Объясняю, зная, что в станице Ильиных было много, вплоть до участника гражданской войны «авантюриста» Ильина.

Бабуся сама – тоже Ильина, и прекрасно по своему детству помнит и атаманиху «Микитичну», и гимназисток – внучек ее, и «черкашенина» Борьку, который ее девчонкой за косы дергал, бывалоча, и колотил – драчун был невыносимый! Станичники и родственники называли хулиганистого мальчишку «черкашенином»,[39]39
  Черкес – по-местному (устар.)


[Закрыть]
потому, что был угольно чернявый, глазастый и ловкий, как вьюн.

Говорю ей, что по всем приметам Борька-«черкашенин» – мой покойный отец. Даже прослезилась старушка, встрепенулась вся. Видимо, девчонкой была неравнодушна к Борьке. А, может, из-за нее он и ус свой первенький потерял! Очень взволновалась бабушка, стала приглашать меня в станицу, где живет с внуками. «Да, Господи! Борькина дочка! Да приезжайте к нам, как бы домой!» – твердит. И тут же мне рассказывает, как бабка Марина Борьку голого – «а он уж почти парень был» – привязывала к груше, как лупила моего будущего отца, так лупила, что родственники-соседи прибегали «отнимать».

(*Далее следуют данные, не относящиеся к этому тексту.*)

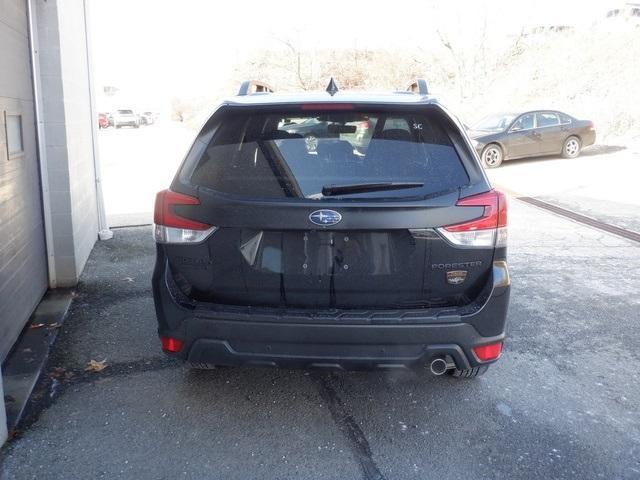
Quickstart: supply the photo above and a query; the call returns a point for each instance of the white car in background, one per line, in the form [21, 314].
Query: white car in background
[125, 118]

Петух в корзинке у старушки клекочет, бьется, стремится разорвать свои путы, а она запихивает его поглубже и все рассказывает, рассказывает мне о моей родне, припоминая подробности. Как все решительно казаки уважали и боялись строгую Атаманиху, работали на нее бесплатно «от уважения». Какая скупая была она: луковицу, которую у нее занимала соседка, на весах взвешивала, чтобы получить обратно такую же по весу. Как она неусыпно сражалась за целость фруктов в своем саду, который «обносили» станичные дети. А фрукты все равно сгнивали – продавать их не было в обычае.

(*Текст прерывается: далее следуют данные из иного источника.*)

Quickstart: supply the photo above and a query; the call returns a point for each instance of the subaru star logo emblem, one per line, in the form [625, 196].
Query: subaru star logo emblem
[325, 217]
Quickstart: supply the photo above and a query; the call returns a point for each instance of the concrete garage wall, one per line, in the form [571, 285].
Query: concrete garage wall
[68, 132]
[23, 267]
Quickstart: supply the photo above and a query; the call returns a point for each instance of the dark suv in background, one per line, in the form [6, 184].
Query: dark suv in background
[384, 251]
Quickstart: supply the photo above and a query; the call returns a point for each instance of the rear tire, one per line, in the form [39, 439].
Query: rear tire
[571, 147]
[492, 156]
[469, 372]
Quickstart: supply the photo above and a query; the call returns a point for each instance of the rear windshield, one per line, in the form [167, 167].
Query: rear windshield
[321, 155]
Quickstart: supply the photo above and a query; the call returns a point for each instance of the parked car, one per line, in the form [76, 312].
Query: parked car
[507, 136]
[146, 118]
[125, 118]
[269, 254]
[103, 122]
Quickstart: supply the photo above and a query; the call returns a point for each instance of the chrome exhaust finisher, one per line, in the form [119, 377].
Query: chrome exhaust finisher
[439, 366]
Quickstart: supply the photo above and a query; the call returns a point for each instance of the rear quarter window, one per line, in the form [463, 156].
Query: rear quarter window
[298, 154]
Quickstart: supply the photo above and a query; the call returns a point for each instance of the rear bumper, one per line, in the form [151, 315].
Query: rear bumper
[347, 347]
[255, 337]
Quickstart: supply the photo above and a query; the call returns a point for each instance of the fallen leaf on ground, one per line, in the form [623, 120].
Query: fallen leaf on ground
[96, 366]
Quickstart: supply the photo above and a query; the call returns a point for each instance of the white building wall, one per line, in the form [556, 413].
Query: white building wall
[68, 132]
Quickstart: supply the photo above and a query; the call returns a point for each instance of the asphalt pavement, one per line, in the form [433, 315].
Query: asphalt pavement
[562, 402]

Я слушаю старушку с упоением. «Обносить сад» – это ведь и от моего детства выражение, это значит, залезать потихоньку в чужой сад и воровать там фрукты. Ворованные они вкуснее и желанней. И теперь еще форштатские ставропольские старухи: «Усю яблоню детишки обнесли!»

За «обнесение» полковницыного сада пойманные на месте преступления ребятишки-казачата, бывали моей прабабкой собственноручно сечены крапивой по обнаженному задочку, штаны или юбчонка отнимались, и приказывалось, чтобы за получением их приходил сам отец или мать. Те, в свою очередь, пороли виновника и за то, что взял чужое, и добавляли за то, что их Ильиниха «выстрамила»: детей-де не умеют держать в подобающем страхе! Так что станичные дети очень боялись быть пойманными атаманшей, но так как «запретный плод сладок», все-таки набегали на ее сад, иногда предводительствуемые самим внучонком, который им сообщал, что бабушка спит или куда-то ушла.

Хорошо помнила старушка и теток-«имназисток», приезжавших к бабушке на каникулы. Я только напомнила ей их имена: Женя, Оля и Веруся. «Ага, ага, – радостно закивала она. Видимо, тетки мои были старше ее, ибо она называла их барышнями, а отца просто Борькой. А м. б. их благонравие, общественное положение соответствовало слову барышня.

Сама же прабабушка Марина называла внучек девчатами или даже девками. Конечно, такую свирепую бабушку внуки боялись больше, чем любили, но подчинялись безоговорочно. Вдовая ее дочь Татьяна Михайловна, моя бабунечка, была мягкая и ласковая, женственная и красивая, красавица даже, но в другом жанре, дама уже совершенно городская, у которой и традиции казачьи вымерли. Осталось только в выражениях нечто: так, она говорила «оклуночек», вместо «мешочек», «полорукой» о неловком человеке, негодяев называла «нелюди». Да по священному кавказскому обычаю каждого даже нежеланного гостя бросалась «потчевать» чем-нибудь вкусным – великая мастерица была в кулинарии.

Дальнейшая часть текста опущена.